#5601 closed enhancement (fixed)
Log templates from mmCIF files for theoretical models
Reported by: | Owned by: | pett | |
---|---|---|---|
Priority: | moderate | Milestone: | |
Component: | Structure Comparison | Version: | |
Keywords: | Cc: | Tom Goddard | |
Blocked By: | Blocking: | ||
Notify when closed: | Platform: | all | |
Project: | ChimeraX |
Description
Ben is interested in being able to show template sequence alignments, template structures, and scores for theoretical models from ModBase and possibly other sources such as the Model Archive database and AlphaFold models. Maybe this mmCIF table info with links could be logged in a table when the file is opened.
Begin forwarded message:
From: Ben Webb via ChimeraX-users <chimerax-users@…>
Subject: [chimerax-users] Any interest in reading ModelArchive metadata from mmCIF files?
Date: November 12, 2021 at 10:20:19 AM PST
To: ChimeraX Users Help <chimerax-users@…>
Reply-To: Ben Webb
Do you have any plans to extend ChimeraX's mmCIF reader to parse and display metadata on theoretical models, such as quality scores or the alignments to template structures?
The folks at PDB have recently done a lot of work to standardize this metadata in the MA mmCIF dictionary:
https://mmcif.wwpdb.org/dictionaries/mmcif_ma.dic/Index/
The dictionary has already been adopted by ModelArchive (e.g. AlphaFold2 models) and by ModBase (Modeller models) and I believe that other repositories such as SwissModel are also moving in that direction. See e.g. mmCIF downloads at
https://www.modelarchive.org/doi/10.5452/ma-bak-cepc-0250
https://modbase.compbio.ucsf.edu/modbase-cgi/model_search.cgi?databaseID=Q12321
(My ulterior motive: we've previously built Chimera web data files to download a ModBase model and the accompanying alignment, and display them in Chimera; now that this data is embedded in the mmCIF file, in principle ChimeraX could do this itself in a less clunky and not ModBase-specific fashion.)
Ben
Change History (12)
comment:1 by , 4 years ago
comment:2 by , 4 years ago
Status: | assigned → accepted |
---|
comment:3 by , 4 years ago
I have a question.

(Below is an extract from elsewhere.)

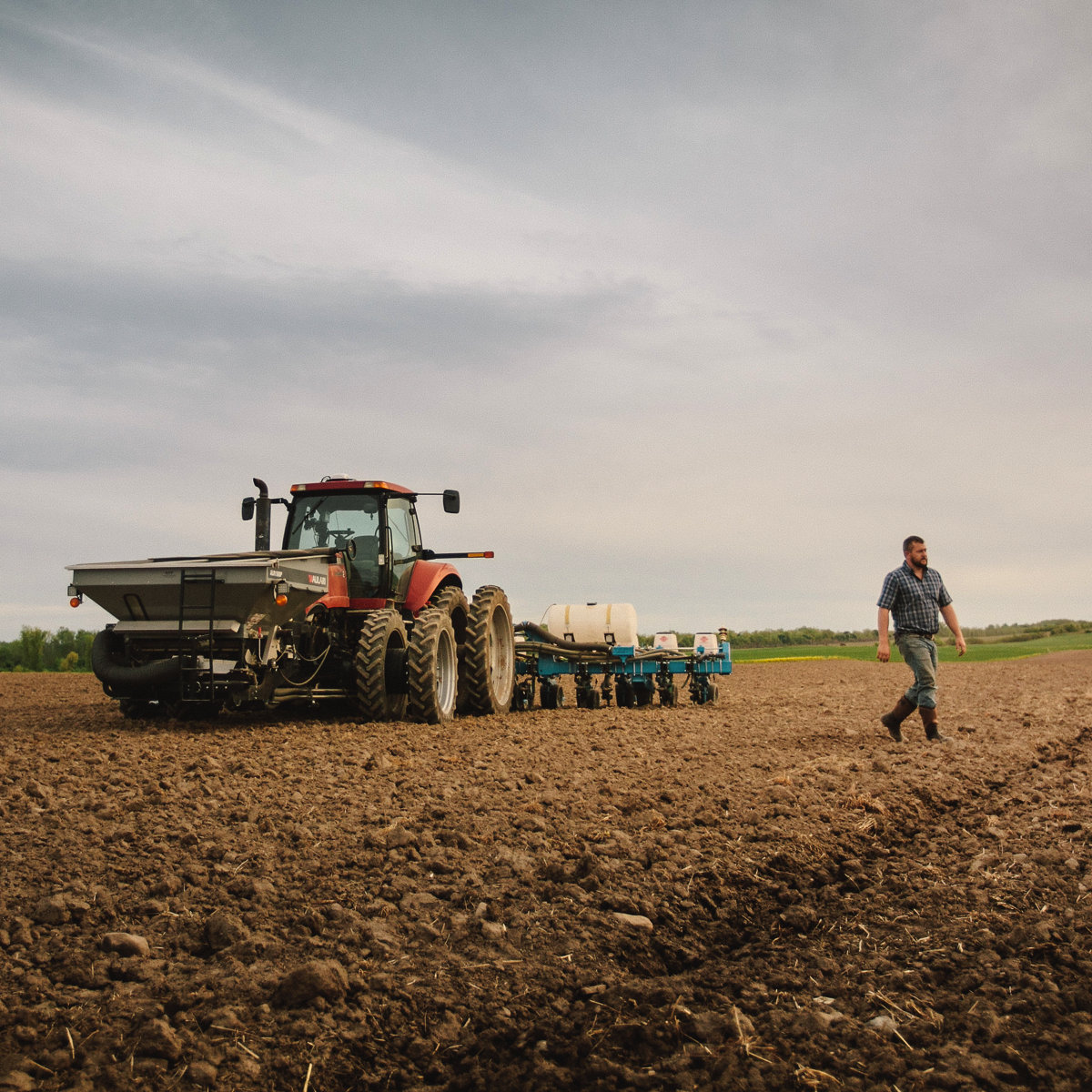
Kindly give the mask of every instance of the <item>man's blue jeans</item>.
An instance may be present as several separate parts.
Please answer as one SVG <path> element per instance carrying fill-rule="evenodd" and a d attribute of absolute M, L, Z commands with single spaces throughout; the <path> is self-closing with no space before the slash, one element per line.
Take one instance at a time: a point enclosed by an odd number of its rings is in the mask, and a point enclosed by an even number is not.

For any particular model structure, is there only one template? Looking at the mmCIF dictionary, it seems like it has to be, but I want to make sure I'm not misunderstanding something.
comment:4 by , 4 years ago
Status: | accepted → feedback |
---|
To get the ball rolling, tomorrow's build will show the template-target alignment if you open a Modbase mmCIF file. So in addition to my previous question, I'd like to know the immediate next steps you'd want to see to get to the information you are interested in, plus desired improvements to what I've already done. Also, should the alignment immediately show up (current behavior), or should there be a link in the log to show the alignment?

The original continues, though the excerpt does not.